Technology may be holding marketers back. The survey found that 57 percent of marketers believe their company has the right CX strategy in place but is unable to execute it effectively. Additionally, most marketers report having a difficult time providing a seamless customer experience.

“While marketers understand the importance of transforming the consumer experience, many continue to face roadblocks in delivering the seamless personalization today’s consumers demand,” says John Nash, chief marketing and strategy officer at RedPoint Global. “In the survey with Harris Poll, we saw a consistent gap in perception between consumers and marketers in the success of these personalization efforts, with marketers acknowledging they are unable to execute their advanced CX strategies very well. Ultimately, bridging the gap in customer experience expectations will only happen when marketers have the ability to overcome their silos through a single point of control over all data, decisions and interactions.”

Research by RedPoint Global shows that 63 percent of consumers expect personalization as a standard of service and they feel like a brand recognizes them as an individual when they are sent unique, special offers (52 percent) and are recognized as a customer across all touchpoints (43 percent). Yet according to the consumer, many brands are not keeping pace with personalization expectations. Interactions that consumers label as “very frustrating” include brands sending them an offer for a recently purchased item (34 percent), sending offers that aren’t relevant (33 percent) or when a brand fails to recognize them as an existing customer (31 percent).

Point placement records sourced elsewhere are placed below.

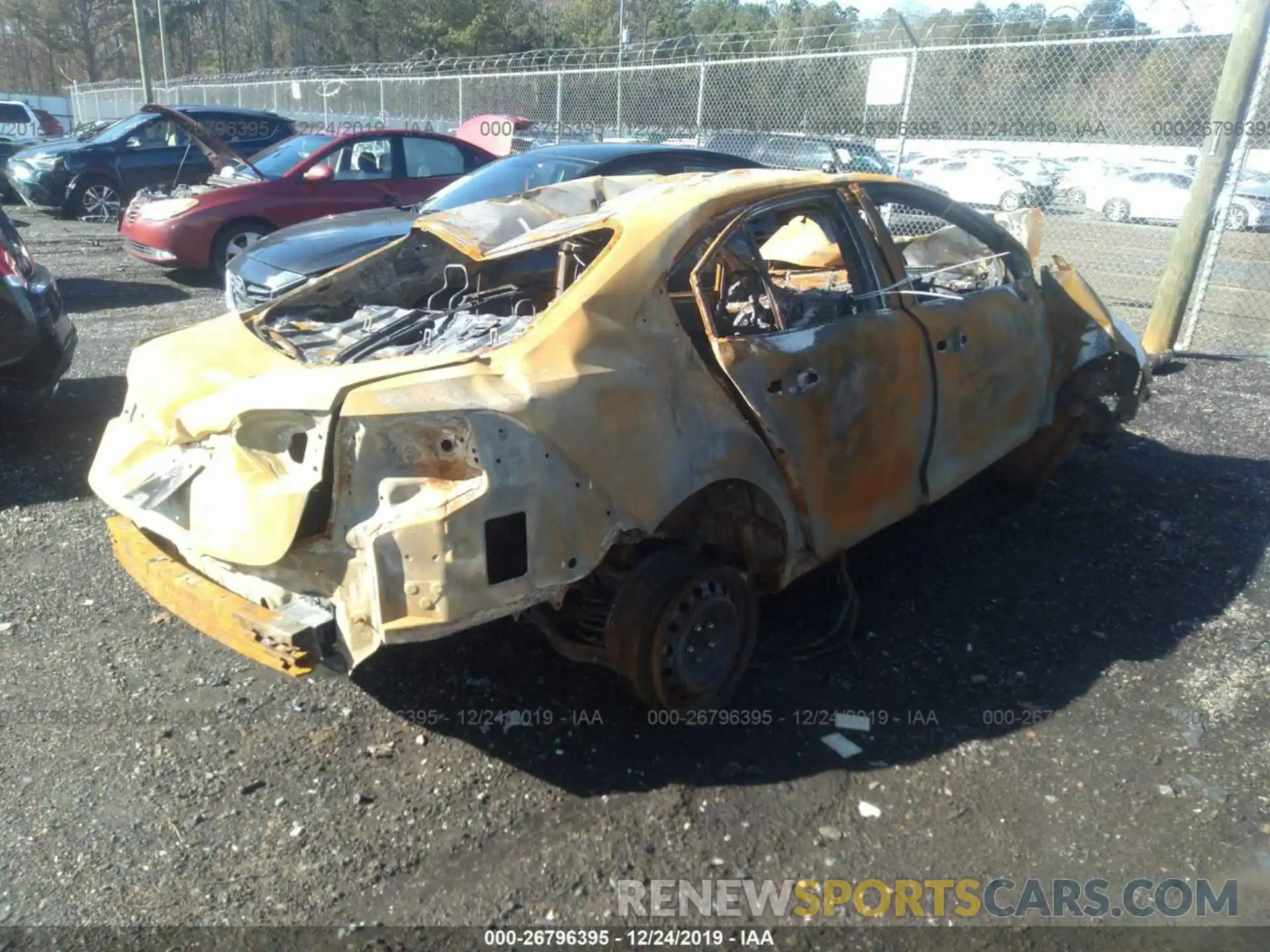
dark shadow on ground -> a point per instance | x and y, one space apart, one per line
89 295
190 278
977 619
46 448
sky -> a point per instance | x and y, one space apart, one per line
1165 16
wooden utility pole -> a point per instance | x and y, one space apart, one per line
1230 108
142 54
163 44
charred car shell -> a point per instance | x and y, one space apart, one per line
606 401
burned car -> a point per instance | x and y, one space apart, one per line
621 408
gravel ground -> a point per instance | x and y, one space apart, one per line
1070 688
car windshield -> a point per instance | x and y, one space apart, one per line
278 159
508 177
857 160
121 128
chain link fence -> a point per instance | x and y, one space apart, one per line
1124 112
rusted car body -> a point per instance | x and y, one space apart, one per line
624 408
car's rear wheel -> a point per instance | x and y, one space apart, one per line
683 630
1117 210
97 200
1236 218
235 239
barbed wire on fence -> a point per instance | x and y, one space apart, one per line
889 33
1056 87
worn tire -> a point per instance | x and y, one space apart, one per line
95 197
233 235
1117 210
683 630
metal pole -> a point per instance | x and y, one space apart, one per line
1214 244
559 98
1230 106
910 81
621 46
701 99
142 54
163 44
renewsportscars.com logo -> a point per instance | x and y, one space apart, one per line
999 899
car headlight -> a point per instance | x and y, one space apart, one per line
165 208
42 161
282 280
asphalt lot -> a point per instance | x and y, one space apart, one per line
1126 262
1075 687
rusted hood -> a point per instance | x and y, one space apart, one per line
196 381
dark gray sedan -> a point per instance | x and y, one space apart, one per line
294 255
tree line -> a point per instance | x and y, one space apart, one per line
46 45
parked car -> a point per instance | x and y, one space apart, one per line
987 184
95 175
982 153
1090 177
620 408
291 257
37 338
832 154
1162 196
299 179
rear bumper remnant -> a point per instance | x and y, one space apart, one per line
275 639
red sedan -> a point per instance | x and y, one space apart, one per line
302 178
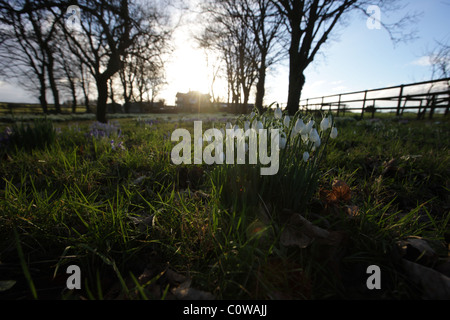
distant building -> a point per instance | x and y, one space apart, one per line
193 101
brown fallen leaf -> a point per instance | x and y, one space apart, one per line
301 232
435 285
340 192
352 211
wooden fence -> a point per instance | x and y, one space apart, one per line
428 96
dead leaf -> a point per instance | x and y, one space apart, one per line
417 250
301 232
352 211
435 285
340 193
341 190
185 292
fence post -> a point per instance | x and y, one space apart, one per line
399 104
364 104
339 105
373 109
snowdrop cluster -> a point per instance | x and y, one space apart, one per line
100 130
296 130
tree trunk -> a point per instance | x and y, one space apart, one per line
74 102
102 88
296 82
42 98
260 87
53 86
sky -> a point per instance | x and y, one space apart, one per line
357 58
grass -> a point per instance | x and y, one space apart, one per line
134 222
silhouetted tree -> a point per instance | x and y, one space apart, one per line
310 23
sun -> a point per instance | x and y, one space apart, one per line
188 70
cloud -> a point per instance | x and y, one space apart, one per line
424 61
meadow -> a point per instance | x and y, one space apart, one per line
108 198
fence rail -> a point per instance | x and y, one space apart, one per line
428 96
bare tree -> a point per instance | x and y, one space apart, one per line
310 24
246 33
28 48
108 30
227 34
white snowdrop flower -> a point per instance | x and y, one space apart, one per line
299 125
286 121
314 135
305 156
277 113
307 128
324 124
283 140
305 138
333 133
246 125
259 125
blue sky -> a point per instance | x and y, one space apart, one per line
358 58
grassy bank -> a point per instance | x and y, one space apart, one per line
109 199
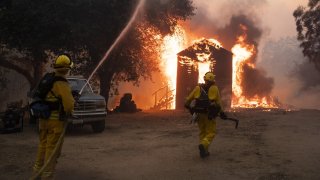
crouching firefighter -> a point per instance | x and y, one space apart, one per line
204 102
61 104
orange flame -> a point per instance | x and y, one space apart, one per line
172 44
242 52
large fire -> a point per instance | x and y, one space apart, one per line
172 44
242 52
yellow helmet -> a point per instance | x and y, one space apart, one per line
209 76
63 61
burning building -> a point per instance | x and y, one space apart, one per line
203 56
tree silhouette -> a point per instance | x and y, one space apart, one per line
308 27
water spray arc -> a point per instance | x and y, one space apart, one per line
123 32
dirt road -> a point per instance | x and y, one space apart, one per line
163 145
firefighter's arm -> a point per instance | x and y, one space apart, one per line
192 95
64 92
214 97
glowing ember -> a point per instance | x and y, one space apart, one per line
172 44
203 67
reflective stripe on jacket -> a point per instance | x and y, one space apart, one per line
61 90
213 94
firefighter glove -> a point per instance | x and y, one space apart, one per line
223 115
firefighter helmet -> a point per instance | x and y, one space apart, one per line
209 76
63 61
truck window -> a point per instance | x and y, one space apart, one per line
77 84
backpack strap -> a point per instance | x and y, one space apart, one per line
57 78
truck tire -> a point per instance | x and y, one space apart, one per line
99 126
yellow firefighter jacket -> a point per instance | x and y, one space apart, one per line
213 95
61 90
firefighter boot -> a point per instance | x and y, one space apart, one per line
203 152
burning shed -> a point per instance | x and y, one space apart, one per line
203 56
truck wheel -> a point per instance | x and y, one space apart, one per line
99 126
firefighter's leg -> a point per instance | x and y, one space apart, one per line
210 132
54 132
201 125
43 129
207 130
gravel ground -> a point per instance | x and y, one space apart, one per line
163 145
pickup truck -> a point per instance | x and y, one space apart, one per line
90 107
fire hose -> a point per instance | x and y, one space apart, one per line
54 153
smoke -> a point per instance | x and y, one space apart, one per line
297 81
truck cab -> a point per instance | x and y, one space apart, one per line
90 107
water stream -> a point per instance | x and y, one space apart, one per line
123 32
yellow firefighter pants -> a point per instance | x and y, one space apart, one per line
207 130
50 132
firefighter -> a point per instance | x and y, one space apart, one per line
205 102
52 128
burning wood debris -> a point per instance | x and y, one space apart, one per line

Privacy also stands out as a key part of the overall experience for consumers. The survey found that 54 percent are willing to share personal information with companies if it will be used to create a personalized experience, which rises for younger generations like Gen Z (72 percent) and Millennials (70 percent). The trade-off is that in exchange for sharing personal information, consumers appear to expect transparency, with 74 percent saying it’s very important or absolutely essential brands tell them what information is being collected.

Marketers and consumers do agree there is room for improvement. Most marketers (76 percent) admit their company still has significant room for improvement in delivering a consistently exceptional CX, with nearly the same percentage of consumers (78 percent) agreeing.